C’est un fait qu’on surestime souvent les personnes ayant des handicaps principalement invisibles. Surtout quand elles n’ont pas d’atteintes physiques évidentes ou qu’il s’agit de personnes jeunes et «en forme». Il faut espérer que la situation change avec la diffusion des connaissances sur les conséquences des lésions cérébrales, la sensibilisation du public et une meilleure acceptation sociale des différents types de troubles neuropsychologiques. Je pense ici non seulement aux troubles neuropsychologiques classiques, tels que l’amnésie ou l’agnosie, mais aussi à la dyslexie, aux TDAH ou aux légères déficiences intellectuelles.
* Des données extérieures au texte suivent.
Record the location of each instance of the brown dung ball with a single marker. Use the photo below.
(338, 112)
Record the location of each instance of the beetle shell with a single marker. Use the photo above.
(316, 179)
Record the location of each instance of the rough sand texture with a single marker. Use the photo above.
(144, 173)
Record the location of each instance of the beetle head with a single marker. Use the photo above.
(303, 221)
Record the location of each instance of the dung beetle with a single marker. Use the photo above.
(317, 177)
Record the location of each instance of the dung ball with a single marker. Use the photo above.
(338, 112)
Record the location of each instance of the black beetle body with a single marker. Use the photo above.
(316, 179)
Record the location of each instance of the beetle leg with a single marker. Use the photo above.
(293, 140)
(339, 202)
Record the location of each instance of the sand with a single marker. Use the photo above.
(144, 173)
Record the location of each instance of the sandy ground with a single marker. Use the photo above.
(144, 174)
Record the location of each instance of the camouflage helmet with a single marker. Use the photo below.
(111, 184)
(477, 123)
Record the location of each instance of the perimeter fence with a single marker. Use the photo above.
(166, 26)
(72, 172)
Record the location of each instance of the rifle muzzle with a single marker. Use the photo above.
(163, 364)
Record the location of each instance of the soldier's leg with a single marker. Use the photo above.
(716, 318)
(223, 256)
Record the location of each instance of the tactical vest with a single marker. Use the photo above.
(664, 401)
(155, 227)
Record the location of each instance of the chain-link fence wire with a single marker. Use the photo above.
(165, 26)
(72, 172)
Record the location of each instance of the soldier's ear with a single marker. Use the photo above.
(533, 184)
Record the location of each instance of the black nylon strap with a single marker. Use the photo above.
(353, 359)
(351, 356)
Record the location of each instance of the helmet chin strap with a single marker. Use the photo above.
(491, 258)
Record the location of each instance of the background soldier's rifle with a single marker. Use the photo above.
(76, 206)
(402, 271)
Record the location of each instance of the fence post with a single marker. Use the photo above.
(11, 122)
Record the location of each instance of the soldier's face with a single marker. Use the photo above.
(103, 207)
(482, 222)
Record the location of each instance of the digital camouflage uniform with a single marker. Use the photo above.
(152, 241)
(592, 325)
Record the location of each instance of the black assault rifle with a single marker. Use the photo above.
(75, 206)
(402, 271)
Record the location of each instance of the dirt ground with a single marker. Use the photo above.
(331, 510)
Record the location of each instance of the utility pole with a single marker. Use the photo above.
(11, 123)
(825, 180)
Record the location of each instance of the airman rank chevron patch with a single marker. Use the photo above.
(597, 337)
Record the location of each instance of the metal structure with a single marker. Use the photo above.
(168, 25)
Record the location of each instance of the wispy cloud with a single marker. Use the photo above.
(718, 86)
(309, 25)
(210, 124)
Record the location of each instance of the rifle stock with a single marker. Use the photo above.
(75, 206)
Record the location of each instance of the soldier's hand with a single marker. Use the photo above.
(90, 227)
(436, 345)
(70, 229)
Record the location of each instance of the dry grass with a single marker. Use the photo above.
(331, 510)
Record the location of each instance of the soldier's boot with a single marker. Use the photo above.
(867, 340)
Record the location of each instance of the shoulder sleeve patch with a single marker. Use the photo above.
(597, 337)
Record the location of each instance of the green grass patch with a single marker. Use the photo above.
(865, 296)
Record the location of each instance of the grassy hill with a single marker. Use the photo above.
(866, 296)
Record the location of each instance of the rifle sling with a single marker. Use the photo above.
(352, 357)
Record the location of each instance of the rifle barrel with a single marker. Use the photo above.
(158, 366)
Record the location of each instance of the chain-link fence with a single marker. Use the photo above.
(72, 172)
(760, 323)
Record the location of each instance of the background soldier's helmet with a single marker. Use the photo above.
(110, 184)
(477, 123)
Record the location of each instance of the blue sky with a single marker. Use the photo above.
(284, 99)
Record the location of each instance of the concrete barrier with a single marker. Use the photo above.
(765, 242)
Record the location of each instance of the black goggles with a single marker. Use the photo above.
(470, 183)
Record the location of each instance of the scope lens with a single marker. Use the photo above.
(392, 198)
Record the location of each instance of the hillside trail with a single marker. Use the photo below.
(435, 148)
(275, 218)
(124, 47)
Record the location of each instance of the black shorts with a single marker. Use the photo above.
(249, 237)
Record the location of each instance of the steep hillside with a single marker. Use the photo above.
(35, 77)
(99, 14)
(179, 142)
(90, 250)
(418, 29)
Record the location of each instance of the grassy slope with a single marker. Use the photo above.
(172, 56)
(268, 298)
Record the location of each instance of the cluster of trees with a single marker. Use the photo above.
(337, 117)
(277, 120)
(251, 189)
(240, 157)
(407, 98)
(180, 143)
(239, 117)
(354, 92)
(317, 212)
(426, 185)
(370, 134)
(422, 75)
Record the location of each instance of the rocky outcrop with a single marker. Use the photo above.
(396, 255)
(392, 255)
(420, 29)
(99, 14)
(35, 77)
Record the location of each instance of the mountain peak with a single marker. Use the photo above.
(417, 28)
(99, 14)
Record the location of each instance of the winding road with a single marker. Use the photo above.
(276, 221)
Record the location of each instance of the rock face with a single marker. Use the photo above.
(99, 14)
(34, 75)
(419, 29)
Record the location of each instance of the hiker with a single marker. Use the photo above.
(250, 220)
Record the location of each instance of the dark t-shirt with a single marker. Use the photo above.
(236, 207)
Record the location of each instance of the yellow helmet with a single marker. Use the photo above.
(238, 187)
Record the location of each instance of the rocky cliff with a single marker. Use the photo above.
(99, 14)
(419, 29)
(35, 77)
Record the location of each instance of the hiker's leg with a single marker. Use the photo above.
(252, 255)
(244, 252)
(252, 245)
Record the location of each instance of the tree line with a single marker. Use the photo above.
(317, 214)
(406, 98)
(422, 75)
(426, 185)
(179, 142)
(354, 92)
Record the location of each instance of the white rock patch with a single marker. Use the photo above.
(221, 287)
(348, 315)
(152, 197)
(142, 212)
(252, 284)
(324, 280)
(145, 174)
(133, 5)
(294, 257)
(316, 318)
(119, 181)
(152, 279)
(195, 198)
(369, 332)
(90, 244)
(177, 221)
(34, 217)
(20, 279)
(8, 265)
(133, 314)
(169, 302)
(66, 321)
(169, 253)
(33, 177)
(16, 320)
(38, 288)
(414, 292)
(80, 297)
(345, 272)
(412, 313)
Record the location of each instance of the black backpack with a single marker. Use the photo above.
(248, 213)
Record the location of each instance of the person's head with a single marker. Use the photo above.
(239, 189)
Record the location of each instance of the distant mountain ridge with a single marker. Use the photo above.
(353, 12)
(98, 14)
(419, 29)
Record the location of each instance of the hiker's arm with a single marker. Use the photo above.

Bodo Ramelow, ministre-président de la Thuringe, a récemment été interviewé. Il racontait qu’il souffrait d’une dyslexie relativement prononcée. Les difficultés engendrées ont assombri son enfance, car son père l’a puni et parfois même battu pendant des années à cause de sa paresse et de son manque de motivation présumées à l’école. Le diagnostic du psychologue scolaire (dyslexie) a passablement remédié à ses difficultés, en apportant la preuve qu’il ne s’agissait ni de paresse, ni d’un manque de volonté, mais d’un trouble grave. Malgré ce trouble cognitif – ou est-ce à cause de la compréhension démontrée à l’égard de son handicap? – il est parvenu à faire carrière comme homme politique.
 

De quoi les personnes concernées ont-elles surtout besoin? En particulier celles qui souffrent de séquelles invisibles?

Les personnes concernées ont surtout besoin de compréhension à l’égard de leurs difficultés. Elles nécessitent en premier lieu notre empathie et pas (seulement) notre sympathie. Ces dernières années, différentes associations spécialisées se sont demandées comment faire comprendre les difficultés des personnes concernées à la «population normale». Des ateliers de gérontologie simulent par exemple les difficultés que rencontrent les personnes âgées pour s’alimenter en invitant les participant-e-s à porter des billes à la bouche à l’aide d’un couteau et d’une fourchette. Bien entendu, ces billes retombent sans cesse. L’expérience permet de comprendre combien la prise de nourriture peut être difficile pour les personnes ayant des problèmes de motricité. Pour démontrer les difficultés rencontrées par les personnes dyslexiques, les participants doivent déchiffrer des textes écrits en miroir. Même l’industrie automobile a reconnu les «besoins spéciaux» de ses clients âgés lorsqu’ils montent dans une voiture ou en descendent: dans ce secteur, les spécialistes chargés de contrôler le confort des véhicules effectuent des tests avec des poids fixés aux mollets et aux cuisses. Il existe aussi des restaurants dans lesquels les clients sont plongés dans l’obscurité totale et font ainsi l’expérience d’un repas pris sans l’aide de la vue.

Il n’y a encore pas très longtemps et surtout dans les régions rurales, on cachait les enfants handicapés dans le fenil, parce qu’on avait honte d’eux. Ce n’est que dans les années 70 du siècle dernier que des enseignants spécialisés ont imposé la scolarité obligatoire, aussi pour ces enfants. Heureusement, le contexte a depuis changé pour les personnes ayant un handicap visible. Dans les années à venir, nous devrons tous avoir à cœur, les psychologues et neuropsychologues en premier, de faire connaître les handicaps moins apparents et de veiller à ce qu’ils suscitent davantage de compréhension et d’empathie.